# REALLY small TFTs



## el_ricardo (Jun 18, 2005)

I'm looking to buy a really really small TFT display to fit in my drive bay, I've looked everywhere for an openframe monitor supplier that does them that small, but the smallest i've found is 6.2", or 5" if you include the PSOne LCD screen. To be specific i'm looking for a 1.8" display (diagonal) does anyone have any suggestions as to where i might find one? surely they exist because they're in pretty much all digital cameras!


----------



## ebackhus (Apr 21, 2005)

Check with some local camera shops. You might be able to score some screens from LCDs that way. Building the controller for it won't be easy, though, as those screens are designed with VGA controllers in mind.


----------



## el_ricardo (Jun 18, 2005)

yeah i read the thing about the LCD screen in a mouse mod, and the controller looked very very complicated to do (far too advanced for me to take on!)
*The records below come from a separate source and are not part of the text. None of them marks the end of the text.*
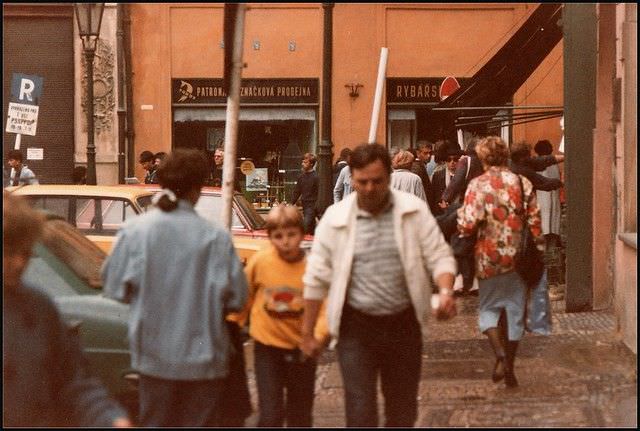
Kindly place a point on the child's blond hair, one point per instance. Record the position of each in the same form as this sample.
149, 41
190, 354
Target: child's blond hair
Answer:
283, 216
21, 225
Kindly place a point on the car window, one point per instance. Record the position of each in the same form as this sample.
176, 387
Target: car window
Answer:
144, 202
102, 216
58, 205
250, 213
210, 207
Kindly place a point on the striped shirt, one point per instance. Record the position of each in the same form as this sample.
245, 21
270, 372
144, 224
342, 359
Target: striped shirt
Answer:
378, 285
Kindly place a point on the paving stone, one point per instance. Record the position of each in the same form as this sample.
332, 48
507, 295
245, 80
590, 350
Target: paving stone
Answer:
579, 376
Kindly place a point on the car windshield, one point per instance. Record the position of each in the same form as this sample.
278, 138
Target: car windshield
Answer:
65, 261
144, 202
209, 206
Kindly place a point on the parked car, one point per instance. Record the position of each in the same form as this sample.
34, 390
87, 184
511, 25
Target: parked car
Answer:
247, 226
99, 211
66, 266
96, 211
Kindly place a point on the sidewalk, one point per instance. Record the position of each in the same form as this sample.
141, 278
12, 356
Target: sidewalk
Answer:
580, 376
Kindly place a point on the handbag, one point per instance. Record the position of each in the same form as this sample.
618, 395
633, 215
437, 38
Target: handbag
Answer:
528, 260
538, 309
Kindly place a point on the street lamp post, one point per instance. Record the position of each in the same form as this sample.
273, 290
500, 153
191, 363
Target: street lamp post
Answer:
89, 17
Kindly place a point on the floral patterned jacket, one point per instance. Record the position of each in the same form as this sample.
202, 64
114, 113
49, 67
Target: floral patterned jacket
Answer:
493, 208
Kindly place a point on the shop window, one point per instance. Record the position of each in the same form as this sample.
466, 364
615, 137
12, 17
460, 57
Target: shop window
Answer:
272, 138
401, 129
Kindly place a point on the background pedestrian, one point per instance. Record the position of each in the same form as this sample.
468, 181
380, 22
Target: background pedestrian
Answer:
148, 162
424, 150
20, 174
44, 377
181, 275
307, 190
402, 178
343, 160
549, 201
492, 209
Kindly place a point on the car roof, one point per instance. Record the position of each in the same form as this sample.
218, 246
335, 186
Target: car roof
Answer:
116, 191
204, 190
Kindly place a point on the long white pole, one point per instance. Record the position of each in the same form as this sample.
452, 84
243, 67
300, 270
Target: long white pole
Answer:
377, 101
231, 125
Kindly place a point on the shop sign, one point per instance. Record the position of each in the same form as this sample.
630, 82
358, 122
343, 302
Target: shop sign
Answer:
263, 91
416, 91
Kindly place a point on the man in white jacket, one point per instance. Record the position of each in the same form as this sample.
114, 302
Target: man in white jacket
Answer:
372, 256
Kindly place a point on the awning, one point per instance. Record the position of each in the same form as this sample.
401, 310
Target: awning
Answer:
498, 80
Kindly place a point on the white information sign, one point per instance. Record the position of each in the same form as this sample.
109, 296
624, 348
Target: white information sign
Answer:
35, 153
22, 119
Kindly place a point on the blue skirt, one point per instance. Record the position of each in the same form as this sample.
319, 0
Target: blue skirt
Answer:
505, 291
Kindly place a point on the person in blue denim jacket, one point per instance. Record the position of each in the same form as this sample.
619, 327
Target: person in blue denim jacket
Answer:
181, 275
45, 378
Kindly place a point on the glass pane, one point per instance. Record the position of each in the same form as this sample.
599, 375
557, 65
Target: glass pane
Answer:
210, 207
144, 202
55, 205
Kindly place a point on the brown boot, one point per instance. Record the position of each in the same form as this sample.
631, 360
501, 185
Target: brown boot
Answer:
509, 374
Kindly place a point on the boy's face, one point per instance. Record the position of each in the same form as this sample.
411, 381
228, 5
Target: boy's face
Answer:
287, 241
148, 165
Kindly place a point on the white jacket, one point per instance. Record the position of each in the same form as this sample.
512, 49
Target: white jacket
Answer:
421, 245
check it out: http://www.metku.net/index.html?path=mods/loginoki/index_eng

SO, i thought i'd go with a PSOne screen on the side of my case, its probably cheaper, and it will be more practical, the only use i had set for the really small one was to send winamp visualisations and system info to it, though it would have been nice 

I'll post a picture when it's complete!


----------